I always wanted to be Valerie's friend but I never felt good enough. The very first time I was in her house, easily one of the best balances of comfort, spirit and opulence in one environment I have ever known, I remember staring at the giant lizard on the giant wall. “I want my art in this house, with Val and Doug.” I remember thinking so clearly.
But Val was always surrounded by people. It seemed like she already had enough love in her life, enough friends. Ironically the smell of sage is something I will always trace back to her, the times in the lodge gripping onto the sage for dear life as she poured water over the stones. A miracle happened though. She asked me to teach her yoga. We became friends. We got to know each other. Her grounded power, strength and perseverance was beyond what I even thought. She wasn’t afraid to walk through the fear to heal herself. Three years later she has repaired her body and mental health lifetimes from where she started.

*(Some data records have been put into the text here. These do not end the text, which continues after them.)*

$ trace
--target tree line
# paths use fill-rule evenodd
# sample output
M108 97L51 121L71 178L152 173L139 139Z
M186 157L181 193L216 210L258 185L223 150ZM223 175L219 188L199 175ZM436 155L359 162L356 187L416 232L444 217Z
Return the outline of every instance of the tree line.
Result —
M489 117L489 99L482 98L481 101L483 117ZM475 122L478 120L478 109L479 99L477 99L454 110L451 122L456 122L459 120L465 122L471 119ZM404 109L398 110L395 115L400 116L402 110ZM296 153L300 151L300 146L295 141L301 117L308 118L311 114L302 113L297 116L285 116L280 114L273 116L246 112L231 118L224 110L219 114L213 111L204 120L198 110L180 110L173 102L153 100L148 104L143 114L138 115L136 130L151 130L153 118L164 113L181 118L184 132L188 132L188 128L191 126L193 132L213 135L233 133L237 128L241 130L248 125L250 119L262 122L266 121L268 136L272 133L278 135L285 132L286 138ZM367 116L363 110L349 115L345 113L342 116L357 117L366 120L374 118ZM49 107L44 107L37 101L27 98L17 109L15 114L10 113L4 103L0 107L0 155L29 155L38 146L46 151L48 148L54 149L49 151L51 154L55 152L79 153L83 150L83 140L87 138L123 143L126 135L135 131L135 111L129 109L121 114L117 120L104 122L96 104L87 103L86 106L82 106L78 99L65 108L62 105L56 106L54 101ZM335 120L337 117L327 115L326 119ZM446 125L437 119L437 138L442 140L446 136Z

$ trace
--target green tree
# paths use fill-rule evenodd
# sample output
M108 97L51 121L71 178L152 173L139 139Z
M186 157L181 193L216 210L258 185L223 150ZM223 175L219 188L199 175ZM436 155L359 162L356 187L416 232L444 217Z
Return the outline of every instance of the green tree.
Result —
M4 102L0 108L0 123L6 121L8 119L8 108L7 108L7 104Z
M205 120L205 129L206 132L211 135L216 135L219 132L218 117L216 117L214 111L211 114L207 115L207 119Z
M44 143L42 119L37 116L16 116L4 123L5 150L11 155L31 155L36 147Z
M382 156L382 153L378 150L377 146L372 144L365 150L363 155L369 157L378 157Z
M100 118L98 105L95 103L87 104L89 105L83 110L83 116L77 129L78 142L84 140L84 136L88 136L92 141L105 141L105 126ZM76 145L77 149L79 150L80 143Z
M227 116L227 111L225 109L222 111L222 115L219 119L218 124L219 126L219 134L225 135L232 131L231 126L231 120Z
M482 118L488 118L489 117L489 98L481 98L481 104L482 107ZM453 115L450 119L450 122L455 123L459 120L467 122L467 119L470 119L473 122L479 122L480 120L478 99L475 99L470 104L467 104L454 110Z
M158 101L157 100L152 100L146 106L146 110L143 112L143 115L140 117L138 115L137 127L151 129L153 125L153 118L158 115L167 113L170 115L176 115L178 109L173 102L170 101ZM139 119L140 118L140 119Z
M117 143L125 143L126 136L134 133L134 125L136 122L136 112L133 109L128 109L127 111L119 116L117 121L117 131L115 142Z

I still didn’t think my art was good enough to hang in her house though. If you saw the house you’d understand. Right before I moved to California, to my astonishment, she asked me for a painting. And I had to give her The Sage. Because of how I have always thought of her and my friends becoming my friends again, whether it be through drama in this lifetime or a return from past lifetimes.
In my heart, it is a miracle that The Sage hangs as a centerpiece in Valerie, Dough and Mia’s home in North Las Vegas. I did re coat it with resin correctly so it wouldn’t melt. Every time I go there I stand in the foyer, in front of the mirror and cry to myself. Tears of the resilience of growth that Valarie is such an example of to me in her life.
I sold myself short trying to put my art in that yoga studio with people I wasn’t connected to so that my ego would fit in. The paintings will always dictate their true forever home. I beat myself up terribly for making a mistake. I shamed myself. And I healed from it. Every time I see that painting hanging in her rightful, perfect home I am reminded once again - reminded of what my real goals are. Reminded of what real love and connection is. Reminded of forgiveness and gratitude. Reminded that I am talented, and the right people see that talent.
Val, Doug and Mia, thank you for giving my soul, in all of her imperfections, fear and joy, the perfect place to live.